Safe deposit box nests typically are available in various compartment sizes to accommodate safe deposit boxes of different dimensions insofar as their height and width are concerned. But basically each nest is usually formed within a standard sized outer housing, a number of which are stacked together to form overall banks of boxes of varying sizes. For instance, some housings might each contain 30 compartments 2 inches high and 10 inches wide, some 24 compartments 5 inches high and five inches wide, others 21 compartments 3 inches high and 10 inches wide, still others 60 compartments 2 inches high and 5 inches wide, and so on. In order to keep manufacturing costs within reason, obviously it is necessary that the compartment construction and arrangement within each housing be as modular as possible. This in turn requires designs that allow the interior of each housing to be assembled from parts which differ from each other as little as possible and which are also as rudimentary as possible. At the same time, the need to work or rework parts individually by hand in order that they fit properly within allowed tolerances must be kept to a minimum. The goal, therefore, is a design which allows the compartments to be built up from a stock of standard, readily fabricated parts that require the least possible amount of labor to assemble in finished form.
The chief obstacle to the foregoing centers about the compartment doors themselves which must fit the fronts of the individual compartments to fairly close tolerances. While the doors alone can readily be fabricated uniformly, yet it has proven difficult to provide sufficiently uniform openings at the fronts of the compartments with the consequence that the doors must be individually fitted by hand, not just once but often several times. There are several reasons for this. In the first place, the compartments are typically formed by a number of horizontal shelves between which are vertical partitions. The shelves are usually plate or sheet material so that their spacing and thickness determine the height of the doors. But the thickness of such material varies enough so that the height of the front openings of the compartments is not sufficiently uniform. Hence, each door must be fitted for height to its individual compartment.

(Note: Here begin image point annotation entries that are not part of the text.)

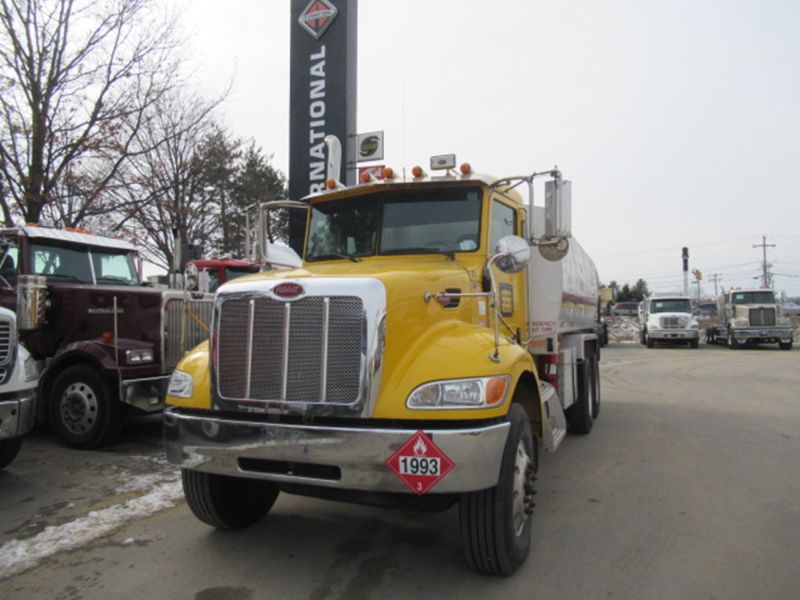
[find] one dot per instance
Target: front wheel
(82, 410)
(227, 502)
(496, 522)
(9, 450)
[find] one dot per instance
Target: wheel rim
(78, 406)
(523, 488)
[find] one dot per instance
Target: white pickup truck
(668, 319)
(19, 376)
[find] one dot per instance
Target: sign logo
(317, 17)
(370, 146)
(419, 463)
(288, 290)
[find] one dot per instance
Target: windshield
(676, 305)
(765, 297)
(418, 222)
(74, 265)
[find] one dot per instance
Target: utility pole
(716, 277)
(765, 281)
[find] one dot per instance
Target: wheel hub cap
(78, 408)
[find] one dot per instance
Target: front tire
(82, 411)
(496, 523)
(9, 450)
(227, 502)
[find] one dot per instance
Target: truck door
(505, 219)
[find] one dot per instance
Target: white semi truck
(668, 319)
(19, 376)
(751, 316)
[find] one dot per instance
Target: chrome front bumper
(17, 414)
(674, 334)
(347, 458)
(783, 334)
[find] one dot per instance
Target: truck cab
(751, 316)
(108, 344)
(19, 376)
(399, 361)
(668, 319)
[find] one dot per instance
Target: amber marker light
(495, 390)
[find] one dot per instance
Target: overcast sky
(678, 122)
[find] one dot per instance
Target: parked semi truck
(668, 319)
(108, 344)
(19, 375)
(751, 316)
(417, 355)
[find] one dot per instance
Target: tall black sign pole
(322, 95)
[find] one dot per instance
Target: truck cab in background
(748, 316)
(19, 376)
(107, 343)
(668, 319)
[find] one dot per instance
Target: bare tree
(78, 81)
(164, 190)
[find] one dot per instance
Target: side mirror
(515, 254)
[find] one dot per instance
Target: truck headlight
(481, 392)
(181, 385)
(30, 369)
(138, 357)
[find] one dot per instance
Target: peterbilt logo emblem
(317, 17)
(287, 291)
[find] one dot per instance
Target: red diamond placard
(420, 463)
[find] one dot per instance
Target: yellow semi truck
(418, 354)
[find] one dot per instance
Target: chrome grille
(184, 329)
(320, 360)
(670, 323)
(760, 317)
(6, 342)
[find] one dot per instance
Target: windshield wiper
(67, 277)
(330, 256)
(116, 279)
(451, 254)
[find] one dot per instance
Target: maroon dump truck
(108, 343)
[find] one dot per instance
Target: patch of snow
(17, 556)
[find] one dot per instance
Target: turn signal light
(495, 390)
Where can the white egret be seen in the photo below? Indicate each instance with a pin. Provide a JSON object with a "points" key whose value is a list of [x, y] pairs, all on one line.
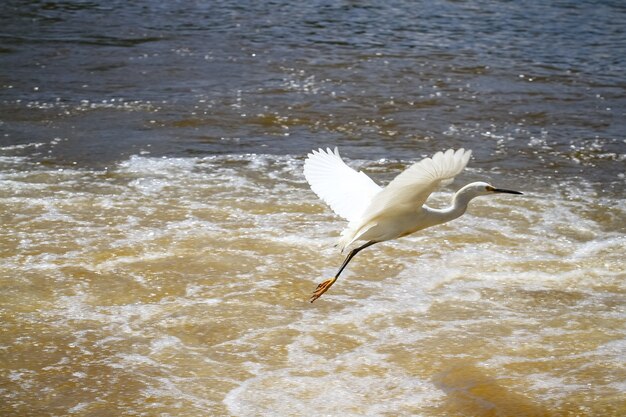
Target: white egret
{"points": [[377, 214]]}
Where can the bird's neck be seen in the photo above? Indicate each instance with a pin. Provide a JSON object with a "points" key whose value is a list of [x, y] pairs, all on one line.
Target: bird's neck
{"points": [[457, 207]]}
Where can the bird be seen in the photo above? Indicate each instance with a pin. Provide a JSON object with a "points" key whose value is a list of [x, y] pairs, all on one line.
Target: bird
{"points": [[376, 214]]}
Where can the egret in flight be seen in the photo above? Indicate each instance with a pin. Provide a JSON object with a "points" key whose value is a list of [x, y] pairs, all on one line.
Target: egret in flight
{"points": [[377, 214]]}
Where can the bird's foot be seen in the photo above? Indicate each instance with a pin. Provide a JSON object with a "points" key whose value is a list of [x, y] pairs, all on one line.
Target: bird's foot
{"points": [[322, 288]]}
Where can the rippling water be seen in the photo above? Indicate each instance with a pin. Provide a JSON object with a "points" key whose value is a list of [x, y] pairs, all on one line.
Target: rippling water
{"points": [[159, 242]]}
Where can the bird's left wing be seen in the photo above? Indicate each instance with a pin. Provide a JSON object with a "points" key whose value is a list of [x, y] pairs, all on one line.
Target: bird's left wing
{"points": [[345, 190], [411, 188]]}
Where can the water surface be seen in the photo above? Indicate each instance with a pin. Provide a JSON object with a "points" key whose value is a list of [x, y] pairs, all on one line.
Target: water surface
{"points": [[159, 242]]}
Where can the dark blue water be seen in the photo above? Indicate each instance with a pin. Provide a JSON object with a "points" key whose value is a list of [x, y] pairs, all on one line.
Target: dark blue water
{"points": [[538, 88]]}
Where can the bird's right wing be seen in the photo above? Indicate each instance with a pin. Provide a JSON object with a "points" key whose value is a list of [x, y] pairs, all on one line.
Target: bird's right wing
{"points": [[345, 190], [411, 188]]}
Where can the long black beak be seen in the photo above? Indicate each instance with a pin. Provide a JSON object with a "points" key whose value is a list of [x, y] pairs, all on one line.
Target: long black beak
{"points": [[501, 190]]}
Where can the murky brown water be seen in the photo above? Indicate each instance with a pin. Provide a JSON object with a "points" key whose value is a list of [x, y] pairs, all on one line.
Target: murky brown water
{"points": [[158, 242], [179, 287]]}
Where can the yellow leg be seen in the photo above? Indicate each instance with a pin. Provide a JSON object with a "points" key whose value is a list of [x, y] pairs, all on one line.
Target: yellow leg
{"points": [[322, 288]]}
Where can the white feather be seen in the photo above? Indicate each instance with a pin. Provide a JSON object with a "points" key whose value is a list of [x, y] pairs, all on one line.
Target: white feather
{"points": [[346, 191], [407, 192]]}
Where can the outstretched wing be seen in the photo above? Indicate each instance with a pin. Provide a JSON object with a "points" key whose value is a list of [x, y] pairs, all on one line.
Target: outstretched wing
{"points": [[411, 188], [345, 190]]}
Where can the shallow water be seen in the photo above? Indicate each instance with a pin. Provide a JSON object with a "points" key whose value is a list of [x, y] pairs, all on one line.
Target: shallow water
{"points": [[159, 242]]}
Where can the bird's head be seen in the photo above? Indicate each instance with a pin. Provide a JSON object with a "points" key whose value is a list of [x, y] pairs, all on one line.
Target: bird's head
{"points": [[483, 188]]}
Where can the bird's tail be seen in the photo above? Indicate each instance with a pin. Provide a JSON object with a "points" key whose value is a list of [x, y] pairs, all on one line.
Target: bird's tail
{"points": [[351, 235]]}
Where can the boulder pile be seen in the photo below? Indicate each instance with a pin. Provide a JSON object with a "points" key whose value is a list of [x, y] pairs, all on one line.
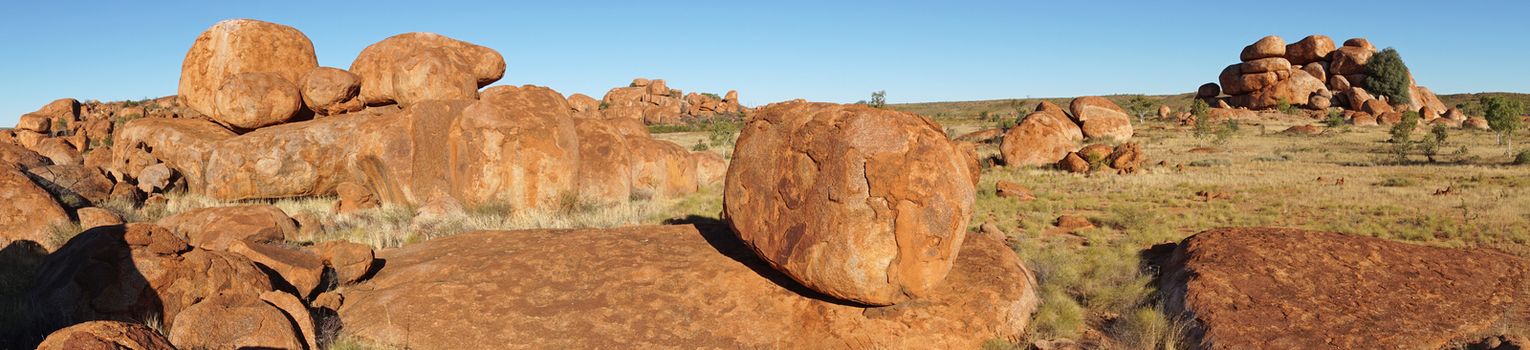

In the second place, the doors are typically hinged to and strike against upright members which form front side edges of the compartments, the partitions which are normally sheet material extending rearwardly from the upright members. In order for the width of the compartments to be uniform, therefore, cross-sectional variations in the upright members must be minimal and their lateral spacing must be accurate. Then, usually, the hinge knuckles are separately applied to the doors and to the upright members requiring still more individual fitting. Complicating things further is the fact that after assembly of the shelves and partitions and the fitting of the doors, every thing is normally fastened together and to the outer housing by welds. The latter produce various distortions among the parts which in turn often affects the front openings of some of the compartments and thus their doors. Hence the latter doors again must be individually refitted. In short, a great deal of painstaking hand labor is typically required to achieve a satisfactory final fit of the doors, and since each door is individually fitted, interchangeability of doors is impossible.
The primary objects of the present invention are therefore to provide a safe deposit box nest construction and a method of accomplishing same in which the need for individual hand-fitting of the doors is eliminated and in which the number of parts necessary to construct nests of differing compartment size is reduced.